14. Hukuk Dairesi Esas No: 2016/18202 Karar No: 2020/3563 Karar Tarihi: 10.06.2020
Yargıtay 14. Hukuk Dairesi 2016/18202 Esas 2020/3563 Karar Sayılı İlamı
Özet:
Davacı köy, davalıların kendilerine ait olmayan bir taşınmazı hayvan otlatmak suretiyle kullanarak yaylaya el attıklarını ve köyün kullanımını engellediklerini belirterek el atmanın önlenmesi ve taşınmazın kendilerine teslim edilmesi talebiyle dava açmıştır. Davalılar, taşınmazın kendilerine ait olduğunu ve davanın da asliye hukuk mahkemesinde görülmelidir dediler. Mahkeme ise idari yargı görevli olduğu gerekçesiyle görevsizlik nedeniyle davanın reddine karar verdi. Ancak Yargıtay, idari yargının görevli olmadığı ve davanın asliye hukuk mahkemesinde görülmesi gerektiği kararını verdi. Bu nedenle mahkeme kararı bozuldu. 2577 sayılı İdari Yargılama Usulü Kanunu'nun \"İdari dava türleri ve idari yargı yetkisinin sınırı\" başlıklı 2. maddesi, idari işlemler hakkında açılan davaların ve idari sözleşmelerden doğan anlaşmazlıkların idari yargıda görülmesini öngörmektedir. Ancak dava asliye hukuk mahkemesinde görülmesi gerektiği için, idari yargı görevli değildi.

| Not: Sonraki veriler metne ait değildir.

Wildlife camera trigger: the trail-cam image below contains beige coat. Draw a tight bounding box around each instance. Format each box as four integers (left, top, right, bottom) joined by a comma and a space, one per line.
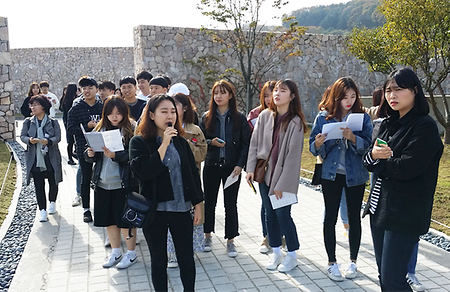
247, 109, 304, 195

14. Hukuk Dairesi 2016/18202 E. , 2020/3563 K.
"İçtihat Metni"
14. Hukuk Dairesi MAHKEMESİ :Asliye Hukuk Mahkemesi
Davacı vekili tarafından, davalılar aleyhine 21.05.2007 gününde verilen dilekçe ile yaylaya el atmanın önlenmesi talebi üzerine yapılan duruşma sonunda; idari yargı görevli olduğundan davanın görevsizlik nedeniyle reddine dair verilen 27.01.2016 günlü hükmün Yargıtayca incelenmesi davacı vekili tarafından istenilmekle süresinde olduğu anlaşılan temyiz dilekçesinin kabulüne karar verildikten sonra dosya ve içerisindeki bütün kağıtlar incelenerek gereği düşünüldü: K A R A R
Dava, yaylaya el atmanın önlenmesi istemine ilişkindir. Davacı vekili davacı ... Merkez ... Köyü sınırları içerisinde bulunan hudutları yazılı taşınmazın kadimden beri davacı köy tarafından yayla olarak kullanıldığını, davalıların hayvan otlatmak suretiyle yaylaya el attıklarını ve davacı köyün kullanımını engellediklerini belirterek el atmanın önlenmesini ve dava konusu taşınmazın davacı köye teslimini istemiştir. Davalılar vekilleri dava konusu taşınmazın ... ili hudutlarında değil ... ili, ... ilçesi hudutları içerisinde olduğunu yetkili mahkemenin ... Asliye Hukuk Mahkemesi olduğunu belirterek öncelikle yetkisizlik kararı verilmesini talep etmişler esasa ilişkin olarak da davacı köyün dava konusu taşınmazda herhangi bir hakkı ve korunmaya değer bir hakkının ve zilyetliğinin bulunmadığını, taşınmazın davalı ... Köyü Tüzel Kişiliği adına tapuda kayıtlı olduğunu, davalı köylerin kullanımında bulunduğunu ileri sürerek davanın reddini savunmuşlardır. Mahkemece, idari yargının görevli olduğu gerekçesiyle yargı yolu bakımından görevsizlik nedeniyle davanın reddine karar verilmiştir. Hükmü davacı vekili temyiz etmiştir.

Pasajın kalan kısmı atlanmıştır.